Over the course of my 30-year career in IT, I’ve had the privilege to work with an astounding number of brilliant minds. These talented engineers and designers have unselfishly passed along hints and secrets on a daily basis. For that, I am sincerely grateful.
Even so, none of what we do comes easily. It requires, as Doctor Strange observed, study and practice, and often years of it to truly develop mastery. And usually in IT, the thing we’re trying to master is a moving target, morphing from one form to another as technology continues to evolve at a breakneck pace.
But despite that, the mastery we acquire is rarely as impossible as it feels on that first day when we attempt to write our first line of code, configure our first router, or install our first server.
Even if words aren’t spells, they have power and must be treated with care
In the moments before Strange exposes the secret of the Ancient One’s long life, she warns him, “Choose your next words very carefully, Doctor Strange.” Not heeding her warning, Strange barrels on. In doing so, he sows the seeds of distrust and anger that ultimately lead to his friend Mordo becoming a lifelong nemesis.
It’s important to recognize that nothing that Strange said was wrong. Nor was he wrong in challenging the Ancient One’s choices. But doing so publicly, and in anger, and using the words he did, created more problems than he could have ever predicted.
In IT, we place great value in the Truth. In fact, I’ve written about it a lot lately:
But there is a difference between being honest and being insulting; between being assertive and aggressive; between uncovering the truth and exposing faults purely for the sake of diminishing.
It’s an undeniable reality that the world has become more crass.

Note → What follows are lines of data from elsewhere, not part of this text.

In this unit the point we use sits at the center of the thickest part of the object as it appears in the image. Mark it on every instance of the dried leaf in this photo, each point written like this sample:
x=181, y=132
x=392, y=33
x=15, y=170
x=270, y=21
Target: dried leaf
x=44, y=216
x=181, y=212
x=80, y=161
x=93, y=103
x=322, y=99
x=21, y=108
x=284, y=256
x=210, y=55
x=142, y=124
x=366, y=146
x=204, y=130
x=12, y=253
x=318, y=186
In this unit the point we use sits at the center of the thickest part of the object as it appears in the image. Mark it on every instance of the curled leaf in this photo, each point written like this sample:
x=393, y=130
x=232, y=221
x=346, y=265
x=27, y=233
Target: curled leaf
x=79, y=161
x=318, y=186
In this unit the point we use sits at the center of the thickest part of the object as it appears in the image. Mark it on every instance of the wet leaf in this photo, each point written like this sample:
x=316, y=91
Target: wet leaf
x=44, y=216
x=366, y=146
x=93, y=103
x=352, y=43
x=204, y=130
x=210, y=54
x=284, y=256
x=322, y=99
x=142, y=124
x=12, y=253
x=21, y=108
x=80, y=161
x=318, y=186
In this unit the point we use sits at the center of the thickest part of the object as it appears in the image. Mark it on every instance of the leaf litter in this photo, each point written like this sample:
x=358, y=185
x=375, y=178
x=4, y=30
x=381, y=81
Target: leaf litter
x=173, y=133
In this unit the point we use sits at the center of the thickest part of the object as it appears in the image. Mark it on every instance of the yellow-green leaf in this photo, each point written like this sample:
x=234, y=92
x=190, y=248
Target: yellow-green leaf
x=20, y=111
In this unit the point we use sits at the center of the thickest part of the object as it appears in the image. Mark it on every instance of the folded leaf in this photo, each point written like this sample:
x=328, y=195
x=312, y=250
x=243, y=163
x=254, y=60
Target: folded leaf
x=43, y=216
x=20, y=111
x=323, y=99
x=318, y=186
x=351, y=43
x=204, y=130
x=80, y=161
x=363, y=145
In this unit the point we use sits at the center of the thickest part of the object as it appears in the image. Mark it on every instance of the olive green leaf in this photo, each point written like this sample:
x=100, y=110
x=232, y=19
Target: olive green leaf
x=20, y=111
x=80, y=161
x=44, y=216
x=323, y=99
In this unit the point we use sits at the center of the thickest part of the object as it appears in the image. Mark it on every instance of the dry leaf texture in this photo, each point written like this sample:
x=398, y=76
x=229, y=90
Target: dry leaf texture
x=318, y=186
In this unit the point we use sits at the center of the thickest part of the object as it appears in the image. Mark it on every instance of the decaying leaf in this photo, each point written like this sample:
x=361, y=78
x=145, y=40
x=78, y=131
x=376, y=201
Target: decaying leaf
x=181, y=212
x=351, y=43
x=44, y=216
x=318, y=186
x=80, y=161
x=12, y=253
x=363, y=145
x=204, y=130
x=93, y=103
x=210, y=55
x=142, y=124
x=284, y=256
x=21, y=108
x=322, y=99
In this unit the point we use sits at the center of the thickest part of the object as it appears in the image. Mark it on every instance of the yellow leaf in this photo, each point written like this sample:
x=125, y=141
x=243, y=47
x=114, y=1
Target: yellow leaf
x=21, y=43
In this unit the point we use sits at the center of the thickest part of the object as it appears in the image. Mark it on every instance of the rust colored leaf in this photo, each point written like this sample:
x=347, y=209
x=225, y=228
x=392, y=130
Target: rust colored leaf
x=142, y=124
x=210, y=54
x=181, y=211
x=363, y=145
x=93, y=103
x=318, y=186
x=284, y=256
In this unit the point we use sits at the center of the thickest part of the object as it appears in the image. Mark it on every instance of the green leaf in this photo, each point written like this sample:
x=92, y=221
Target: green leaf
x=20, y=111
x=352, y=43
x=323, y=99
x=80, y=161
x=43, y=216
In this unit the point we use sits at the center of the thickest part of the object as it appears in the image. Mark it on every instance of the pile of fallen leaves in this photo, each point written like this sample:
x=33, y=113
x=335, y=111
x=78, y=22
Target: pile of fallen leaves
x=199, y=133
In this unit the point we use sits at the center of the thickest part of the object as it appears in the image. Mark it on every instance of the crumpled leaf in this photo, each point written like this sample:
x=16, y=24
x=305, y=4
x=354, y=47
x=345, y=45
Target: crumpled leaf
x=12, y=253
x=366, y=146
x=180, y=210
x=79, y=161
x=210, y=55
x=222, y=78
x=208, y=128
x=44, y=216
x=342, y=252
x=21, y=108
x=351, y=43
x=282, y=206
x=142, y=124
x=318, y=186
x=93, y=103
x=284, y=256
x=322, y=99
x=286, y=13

Dangerously so, in fact. Not just as IT professionals, but as good faith participants in humanity, we have the ability and responsibility to change that trend, if we can. It means that even when we understand the pure facts, that we, like Doctor Strange, also choose our words very carefully.
Never doubt, diminish, or dismiss your value or importance
Denying that magic exists, Doctor Strange exclaims, “We are made of matter and nothing more. We’re just another tiny, momentary speck in an indifferent universe.” This is the point at which the Ancient One opens Strange’s eyes to the infinitude of reality, and asks, “Who are you in this vast multiverse, Mr. Strange?” The question is not meant to diminish Strange, but to point out that there is, in fact, a place and role and opportunity for greatness for every living being.
Walk into the convention hall at Cisco Live!, Microsoft Ignite, VMWorld, or CeBIT, and you begin to grasp the enormity of the IT community. In doing so, it’s easy to believe that nothing we have to say or contribute is new or even meaningful in any way. We fall into the trap of being a technological Ecclesiastes, thinking there’s nothing new under the sun.
The truth is that nothing could be further from the truth. It is our experiences, and our willingness to share them, that makes IT such a vibrant profession and community of individuals. Our struggles provide the motivation for solutions that otherwise would never be imagined. It is the intersection of our humanity with our abilities that create the compelling stories that inspire the next generation of IT professionals.